Hermann Langbein

In 1933 he joined the KPÖ, and fled the country after Anschluss in 1938 to fight in the Spanish Civil War for the International Brigades against the establishment of a dictatorship under Franco.

Interned in Auschwitz in 1942, Langbein was classified as a non-Jewish political prisoner and he was assigned as clerk to the infirmary, which gave him access to documentation and first-hand knowledge about the medical mistreatment, torture and killings of other camp prisoners - Langbein later used his knowledge to help establish the International Auschwitz Committee and trials at which he testified.

At Auschwitz Langbein came into contact with Maria Stromberger, a nurse who was working in the SS infirmary but whose primary purpose was to — illegally — aid the prisoners.
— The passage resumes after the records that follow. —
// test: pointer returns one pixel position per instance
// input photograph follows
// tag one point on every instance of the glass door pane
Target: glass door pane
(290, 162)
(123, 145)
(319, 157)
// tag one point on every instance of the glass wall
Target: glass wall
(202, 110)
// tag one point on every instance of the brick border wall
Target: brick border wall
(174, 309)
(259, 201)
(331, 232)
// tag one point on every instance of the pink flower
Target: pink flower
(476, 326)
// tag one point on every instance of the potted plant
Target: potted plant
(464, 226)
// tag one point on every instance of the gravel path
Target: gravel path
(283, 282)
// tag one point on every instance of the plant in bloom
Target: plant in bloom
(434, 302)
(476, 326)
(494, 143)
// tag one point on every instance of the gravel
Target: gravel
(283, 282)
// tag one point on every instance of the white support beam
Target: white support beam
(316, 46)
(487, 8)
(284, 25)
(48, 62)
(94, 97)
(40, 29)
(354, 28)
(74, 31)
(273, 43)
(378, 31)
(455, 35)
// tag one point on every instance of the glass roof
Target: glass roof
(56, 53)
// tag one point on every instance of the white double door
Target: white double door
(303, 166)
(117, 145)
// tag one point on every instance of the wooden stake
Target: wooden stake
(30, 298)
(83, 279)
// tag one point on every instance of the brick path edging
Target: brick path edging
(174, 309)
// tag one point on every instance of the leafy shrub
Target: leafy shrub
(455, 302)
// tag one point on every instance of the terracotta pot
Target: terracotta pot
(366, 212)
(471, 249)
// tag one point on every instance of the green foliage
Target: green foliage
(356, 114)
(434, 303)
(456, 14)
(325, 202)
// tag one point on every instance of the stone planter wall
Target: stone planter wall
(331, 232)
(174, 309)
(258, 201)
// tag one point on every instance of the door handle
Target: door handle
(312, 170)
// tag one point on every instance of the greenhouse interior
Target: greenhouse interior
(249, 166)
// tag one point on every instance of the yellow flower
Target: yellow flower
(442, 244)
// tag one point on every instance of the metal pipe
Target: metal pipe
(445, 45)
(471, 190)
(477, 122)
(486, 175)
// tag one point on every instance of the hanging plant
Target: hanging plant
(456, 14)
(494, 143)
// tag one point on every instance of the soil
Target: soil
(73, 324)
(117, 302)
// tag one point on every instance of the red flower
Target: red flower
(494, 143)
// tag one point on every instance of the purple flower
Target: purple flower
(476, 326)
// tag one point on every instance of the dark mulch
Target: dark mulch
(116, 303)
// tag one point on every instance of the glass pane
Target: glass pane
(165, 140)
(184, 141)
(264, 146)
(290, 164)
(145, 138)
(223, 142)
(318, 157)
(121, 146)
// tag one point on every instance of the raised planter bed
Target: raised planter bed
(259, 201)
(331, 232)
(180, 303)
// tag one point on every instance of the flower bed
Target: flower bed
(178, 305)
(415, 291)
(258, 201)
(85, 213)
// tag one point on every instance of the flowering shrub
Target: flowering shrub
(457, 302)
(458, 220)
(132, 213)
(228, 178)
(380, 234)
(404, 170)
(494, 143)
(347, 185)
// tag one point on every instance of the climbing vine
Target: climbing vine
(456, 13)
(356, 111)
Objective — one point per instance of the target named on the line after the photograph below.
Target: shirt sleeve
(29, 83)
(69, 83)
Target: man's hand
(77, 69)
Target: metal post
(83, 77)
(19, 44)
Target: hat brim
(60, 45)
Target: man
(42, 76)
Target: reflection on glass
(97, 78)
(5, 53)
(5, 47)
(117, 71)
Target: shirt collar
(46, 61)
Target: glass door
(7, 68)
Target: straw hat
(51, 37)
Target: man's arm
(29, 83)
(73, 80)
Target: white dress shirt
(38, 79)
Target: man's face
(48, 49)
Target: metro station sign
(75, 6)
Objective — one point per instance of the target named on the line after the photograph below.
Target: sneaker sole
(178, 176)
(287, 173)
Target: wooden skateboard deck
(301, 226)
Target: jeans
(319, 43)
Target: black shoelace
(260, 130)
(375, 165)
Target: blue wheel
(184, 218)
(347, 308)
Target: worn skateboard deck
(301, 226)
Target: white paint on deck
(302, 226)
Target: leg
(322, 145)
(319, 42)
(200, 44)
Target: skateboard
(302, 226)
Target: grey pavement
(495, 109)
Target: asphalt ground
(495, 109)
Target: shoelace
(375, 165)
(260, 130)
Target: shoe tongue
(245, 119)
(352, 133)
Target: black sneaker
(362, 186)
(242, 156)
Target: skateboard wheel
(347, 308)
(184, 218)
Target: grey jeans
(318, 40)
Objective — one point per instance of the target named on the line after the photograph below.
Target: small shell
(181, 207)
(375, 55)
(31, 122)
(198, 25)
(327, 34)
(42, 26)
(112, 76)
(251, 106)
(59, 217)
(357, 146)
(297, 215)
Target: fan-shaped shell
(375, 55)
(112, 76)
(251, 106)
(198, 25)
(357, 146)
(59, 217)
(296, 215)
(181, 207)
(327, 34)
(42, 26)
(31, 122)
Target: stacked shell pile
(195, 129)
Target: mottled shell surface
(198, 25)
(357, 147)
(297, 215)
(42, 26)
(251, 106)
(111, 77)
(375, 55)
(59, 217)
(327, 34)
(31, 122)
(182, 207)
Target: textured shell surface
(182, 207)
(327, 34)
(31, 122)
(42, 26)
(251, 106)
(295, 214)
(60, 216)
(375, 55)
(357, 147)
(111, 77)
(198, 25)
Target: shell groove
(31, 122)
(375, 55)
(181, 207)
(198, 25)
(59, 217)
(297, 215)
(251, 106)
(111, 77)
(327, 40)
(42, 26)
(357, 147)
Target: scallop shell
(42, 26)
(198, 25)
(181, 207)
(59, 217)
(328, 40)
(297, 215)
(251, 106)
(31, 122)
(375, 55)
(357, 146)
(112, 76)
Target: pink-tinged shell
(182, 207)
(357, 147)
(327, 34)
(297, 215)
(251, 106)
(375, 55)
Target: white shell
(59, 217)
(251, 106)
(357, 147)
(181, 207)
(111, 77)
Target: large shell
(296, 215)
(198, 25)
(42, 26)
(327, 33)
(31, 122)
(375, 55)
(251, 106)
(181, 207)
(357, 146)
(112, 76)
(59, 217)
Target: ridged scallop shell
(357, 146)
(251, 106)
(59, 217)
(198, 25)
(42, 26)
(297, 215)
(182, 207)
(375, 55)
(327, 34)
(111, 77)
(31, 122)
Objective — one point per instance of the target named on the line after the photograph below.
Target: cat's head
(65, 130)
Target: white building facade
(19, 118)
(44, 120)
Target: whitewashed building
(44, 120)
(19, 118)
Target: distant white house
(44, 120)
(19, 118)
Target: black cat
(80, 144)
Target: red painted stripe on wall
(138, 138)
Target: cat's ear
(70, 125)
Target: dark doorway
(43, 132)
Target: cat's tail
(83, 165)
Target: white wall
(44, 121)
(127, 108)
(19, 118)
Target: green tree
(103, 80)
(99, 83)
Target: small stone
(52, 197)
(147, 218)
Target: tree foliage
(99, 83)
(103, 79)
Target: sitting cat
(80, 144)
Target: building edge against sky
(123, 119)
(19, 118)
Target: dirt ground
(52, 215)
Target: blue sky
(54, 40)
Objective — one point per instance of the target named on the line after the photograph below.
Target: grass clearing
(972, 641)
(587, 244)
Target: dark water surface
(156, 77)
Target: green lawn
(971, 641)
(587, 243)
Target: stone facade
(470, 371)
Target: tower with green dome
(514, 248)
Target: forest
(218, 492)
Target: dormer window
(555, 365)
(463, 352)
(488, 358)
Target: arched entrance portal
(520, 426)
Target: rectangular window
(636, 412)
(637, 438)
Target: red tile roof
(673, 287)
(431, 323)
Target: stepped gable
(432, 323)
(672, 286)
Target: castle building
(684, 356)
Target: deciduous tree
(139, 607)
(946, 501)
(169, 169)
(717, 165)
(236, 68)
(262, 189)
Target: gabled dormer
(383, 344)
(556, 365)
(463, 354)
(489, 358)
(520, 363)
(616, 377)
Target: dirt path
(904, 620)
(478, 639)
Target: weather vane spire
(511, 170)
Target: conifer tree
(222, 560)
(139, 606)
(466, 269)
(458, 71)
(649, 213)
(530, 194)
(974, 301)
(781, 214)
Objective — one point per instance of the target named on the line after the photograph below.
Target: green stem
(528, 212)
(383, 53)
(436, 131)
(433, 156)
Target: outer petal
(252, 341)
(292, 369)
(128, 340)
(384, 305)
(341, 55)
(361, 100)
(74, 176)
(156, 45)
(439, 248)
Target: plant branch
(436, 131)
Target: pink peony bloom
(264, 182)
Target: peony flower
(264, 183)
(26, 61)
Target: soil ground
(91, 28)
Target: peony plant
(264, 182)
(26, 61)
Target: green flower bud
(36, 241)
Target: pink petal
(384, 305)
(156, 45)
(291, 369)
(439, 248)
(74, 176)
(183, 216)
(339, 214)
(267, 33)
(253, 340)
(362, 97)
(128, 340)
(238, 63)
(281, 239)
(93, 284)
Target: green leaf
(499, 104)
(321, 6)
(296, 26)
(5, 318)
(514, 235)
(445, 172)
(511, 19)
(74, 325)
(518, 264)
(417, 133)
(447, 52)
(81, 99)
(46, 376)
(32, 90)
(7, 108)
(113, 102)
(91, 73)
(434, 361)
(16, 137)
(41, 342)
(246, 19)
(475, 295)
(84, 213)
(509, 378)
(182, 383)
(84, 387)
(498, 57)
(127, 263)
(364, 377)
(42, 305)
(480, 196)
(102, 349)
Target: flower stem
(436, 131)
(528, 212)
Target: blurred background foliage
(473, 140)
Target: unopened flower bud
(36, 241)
On the evacuation transport to Fallersleben east of Hannover, he jumped off the train in mid-April 1945 and fled to Austria by bike on 5 May, where he arrived in his hometown of Vienna in May 1945.

In the wake of the Hungarian Uprising of 1956 and its Soviet suppression with tanks and brute force, Langbein began to speak up against Stalinism.

As a consequence of his critique, he was banned from KPÖ in 1958 and in 1960 was relieved of his post as general secretary of the IAC, also a direct result of his anti-Stalin stance, and excluded the following year also from its management.

[6] On 18 October 1961, the West German Radio broadcast a three-hour feature about Auschwitz conceived by Langbein and H. G. Adler: Topography of an extermination camp.